23 Mayıs 2010

little children

pek cok guzel replik vardi filmde ama bir tanesi bilhassa dikkatimi cekmisti:

"You're a miracle, Ronnie. We're all miracles. Know why? Because as humans, every day we go about our business, and all that time we know... we all know... that the things we love... the people we love, at any time now can all be taken away. We live knowing that and we keep going anyway. Animals don't do that."

gecenlerde ikinci defa izledim filmi. icimde tuhaf bir his birakti. cocuksu isteklerimizle insani arzularimizin arasinda sikisip kalmanin getirdigi "status quo bias" denen zimbirti filan. sanirim biz daha anlayamadan gecip gidecek her sey, hayat.

arayis icerisindeyim gibi

baslamadan once not: bu igrenc klavye icin ozur diliyorum.

yasadigim anlardan nasil zevk alabilirim, bilmiyordum ve cesitli yollar denemeye karar verdim.

once dusunmeyi biraktim. beynim bos, sersem, saskindi, boylesi serbestligi hic yasamadigindan olsa gerek, surekli olarak ilgilenip yogunlasabilecegi seyler araniyordu. pek cok secenegim olmasina ragmen, izin vermedim kendime. dusunmeyi birakmam gerekiyordu ya, beynimin calismasini bir sure askiya almaliydim.

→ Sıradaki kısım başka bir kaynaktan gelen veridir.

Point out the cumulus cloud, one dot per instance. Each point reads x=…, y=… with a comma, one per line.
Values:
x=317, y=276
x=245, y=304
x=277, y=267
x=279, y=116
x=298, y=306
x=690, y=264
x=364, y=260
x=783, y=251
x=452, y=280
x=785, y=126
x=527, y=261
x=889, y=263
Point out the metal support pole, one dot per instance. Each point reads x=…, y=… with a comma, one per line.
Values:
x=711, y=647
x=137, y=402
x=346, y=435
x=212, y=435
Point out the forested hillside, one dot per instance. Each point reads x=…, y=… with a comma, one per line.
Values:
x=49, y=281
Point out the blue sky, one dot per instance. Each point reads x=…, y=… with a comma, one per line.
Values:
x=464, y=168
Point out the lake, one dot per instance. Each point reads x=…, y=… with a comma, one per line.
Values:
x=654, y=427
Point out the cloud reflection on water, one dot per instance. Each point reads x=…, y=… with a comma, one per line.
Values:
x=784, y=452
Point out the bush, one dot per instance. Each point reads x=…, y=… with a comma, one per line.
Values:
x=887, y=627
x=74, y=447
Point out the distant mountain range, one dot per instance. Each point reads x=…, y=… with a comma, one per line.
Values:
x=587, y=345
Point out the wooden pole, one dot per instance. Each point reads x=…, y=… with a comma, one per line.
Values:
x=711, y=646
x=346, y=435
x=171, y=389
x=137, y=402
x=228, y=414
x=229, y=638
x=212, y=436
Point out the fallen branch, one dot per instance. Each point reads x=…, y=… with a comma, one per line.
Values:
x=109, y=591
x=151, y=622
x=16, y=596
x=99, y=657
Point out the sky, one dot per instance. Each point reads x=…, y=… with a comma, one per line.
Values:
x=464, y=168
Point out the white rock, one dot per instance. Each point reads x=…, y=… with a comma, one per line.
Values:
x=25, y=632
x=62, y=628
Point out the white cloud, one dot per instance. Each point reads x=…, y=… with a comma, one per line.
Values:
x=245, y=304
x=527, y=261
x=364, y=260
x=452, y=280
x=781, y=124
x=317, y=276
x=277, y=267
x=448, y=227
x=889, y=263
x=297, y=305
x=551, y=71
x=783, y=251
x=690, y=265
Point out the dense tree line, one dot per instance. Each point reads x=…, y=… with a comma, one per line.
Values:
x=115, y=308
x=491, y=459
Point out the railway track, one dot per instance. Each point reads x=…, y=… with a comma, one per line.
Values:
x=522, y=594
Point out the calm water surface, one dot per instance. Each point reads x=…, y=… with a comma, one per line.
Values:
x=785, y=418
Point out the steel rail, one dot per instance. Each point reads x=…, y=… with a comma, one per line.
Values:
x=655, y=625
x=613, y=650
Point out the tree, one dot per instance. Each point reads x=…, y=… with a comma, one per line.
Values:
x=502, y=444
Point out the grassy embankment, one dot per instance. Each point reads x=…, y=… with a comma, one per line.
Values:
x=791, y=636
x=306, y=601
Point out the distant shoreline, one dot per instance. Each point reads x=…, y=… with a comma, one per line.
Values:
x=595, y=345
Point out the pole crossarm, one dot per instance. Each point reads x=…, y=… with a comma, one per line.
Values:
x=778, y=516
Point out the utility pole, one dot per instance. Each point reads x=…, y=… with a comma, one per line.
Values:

bir sure gecti boyle. nasil gectigini pek hatirlamiyorum, cunku sistemi devre disi birakmistim, fakat bu durumun hic ama hic hosuma gitmedigi asikardi, o kadarini sezebiliyordum. vazgectim.

bir sure asiri mutluluk haliyle gezinmeyi denedim. onume ne ciksa gulme potansiyelim vardi, bazi gunler eve dondugumde yanaklarimin agridigini hissediyordum hatta. etrafimdaki insanlarin cogunlugunun pozitif olmasi, ve belki de benim onlara ayak uydurabilmeyi basarmis olmam gibi bir sey soz konusu olabilirdi, fakat emin degildim yine de. bastiriyordum asagilardan kabaran olumsuz dusunceler silsilesini, ve ben bastirdikca bir yerlerde delik aciliyordu. yine vazgectim.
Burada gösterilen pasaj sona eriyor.